もちもちでふわふわ、酒粕の風味がふわっと鼻に抜けて、やさしい甘みも感じられるパン……ぜひ一度食べてみたい!

■なぜ獺祭?実は京王プラザホテルと獺祭の蔵元は人材交流でつながっていた
「獺祭食パン」と「獺祭あんぱん」が販売される以前、昨年2023年12月から数量限定で「獺祭パウンドケーキ」も販売している。さらについ最近まで、獺祭をたっぷり堪能でき蔵人と直接交流できる「獺祭BAR」も期間限定オープン(現在は終了)するなど、京王プラザホテルでは獺祭尽くしの企画が続く。

「コロナ禍の影響で、ホテル業界が大変厳しい状況になっていた時期に、弊社の唎酒師(ききさけし。日本酒ソムリエのこと)を出向させていただけないか、獺祭の蔵元である旭酒造様にお願いし、快く受け入れていただいたことをきっかけに、人材交流が始まりました」

移動制限や外出の自粛により、宿泊施設が大きな打撃を受けたことは記憶に新しい。コロナ禍のピークを過ぎて日本国内はもちろん海外からも宿泊客を迎えるにあたり、京王プラザホテルが力を借りた先が旭酒造だった。
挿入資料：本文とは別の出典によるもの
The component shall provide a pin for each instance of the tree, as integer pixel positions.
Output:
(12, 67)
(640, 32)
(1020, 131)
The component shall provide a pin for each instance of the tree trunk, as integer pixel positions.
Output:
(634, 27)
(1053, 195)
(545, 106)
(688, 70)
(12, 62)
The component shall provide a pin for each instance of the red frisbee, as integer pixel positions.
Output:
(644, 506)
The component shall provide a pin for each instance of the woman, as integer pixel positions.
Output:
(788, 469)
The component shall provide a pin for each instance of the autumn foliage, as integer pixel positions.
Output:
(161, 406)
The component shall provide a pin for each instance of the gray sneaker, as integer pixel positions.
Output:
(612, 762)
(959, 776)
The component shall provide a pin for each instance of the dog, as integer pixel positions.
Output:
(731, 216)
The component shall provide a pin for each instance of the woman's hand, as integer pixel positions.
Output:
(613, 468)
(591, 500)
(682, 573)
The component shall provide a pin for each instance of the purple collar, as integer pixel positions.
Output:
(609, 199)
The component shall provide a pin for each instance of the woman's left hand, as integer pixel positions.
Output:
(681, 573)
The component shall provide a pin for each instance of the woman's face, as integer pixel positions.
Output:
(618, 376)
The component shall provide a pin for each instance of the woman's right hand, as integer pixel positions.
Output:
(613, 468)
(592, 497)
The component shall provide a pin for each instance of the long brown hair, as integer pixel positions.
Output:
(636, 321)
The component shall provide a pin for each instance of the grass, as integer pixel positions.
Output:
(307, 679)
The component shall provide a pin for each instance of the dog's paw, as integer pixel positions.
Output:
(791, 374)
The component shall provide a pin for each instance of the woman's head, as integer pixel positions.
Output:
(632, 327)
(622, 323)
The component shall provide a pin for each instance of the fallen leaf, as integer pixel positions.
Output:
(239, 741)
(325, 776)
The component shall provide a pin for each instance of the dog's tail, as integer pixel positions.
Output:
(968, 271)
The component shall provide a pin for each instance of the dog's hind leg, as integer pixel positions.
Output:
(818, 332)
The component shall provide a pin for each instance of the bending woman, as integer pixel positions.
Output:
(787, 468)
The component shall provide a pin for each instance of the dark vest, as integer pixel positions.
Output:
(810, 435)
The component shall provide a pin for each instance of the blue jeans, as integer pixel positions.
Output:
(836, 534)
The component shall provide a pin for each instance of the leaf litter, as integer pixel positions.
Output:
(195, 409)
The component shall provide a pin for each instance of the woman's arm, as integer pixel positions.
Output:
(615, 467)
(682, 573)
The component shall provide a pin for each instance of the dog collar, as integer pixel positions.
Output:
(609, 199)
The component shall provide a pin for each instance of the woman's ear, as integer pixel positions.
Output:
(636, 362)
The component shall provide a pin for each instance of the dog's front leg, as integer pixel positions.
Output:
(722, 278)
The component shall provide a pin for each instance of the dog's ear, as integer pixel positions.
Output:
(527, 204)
ライトなコラボではなく一歩踏み込んだ形を取ったことで、世界的に人気のある日本酒ブランドとの信頼関係を築くこともできた。京王プラザホテルと旭酒造の交流が現在のように親密になったのは、まだ数年のこと。短い期間ながら相互に行き交うことにより互いの研鑽が深まっているようである。「獺祭食パン」と「獺祭あんぱん」は、そんな両者の相思相愛の度合いを感じさせる、贅沢な味わいだ。

「販売初日は数も少なめのご用意となりましたが13時に焼き上がり、店頭に並べると30分ほどであっという間に完売しました。好評を得ることができ、とてもうれしく思っています。ぜひみなさまもご賞味ください」

気の利いた手土産を探しているという人にはまさにうってつけ!獺祭ファンやパン好きにも、まだ見つかっていない知る人ぞ知る逸品だ。焼印を見て「これは!」と気づいてくれそうな相手に、何も言わずそっと手渡してみたい。

今後もさまざまな展開に期待できそうな京王プラザホテルと旭酒造の関係を応援する意味でも、もっともっとヒットしてほしい商品である。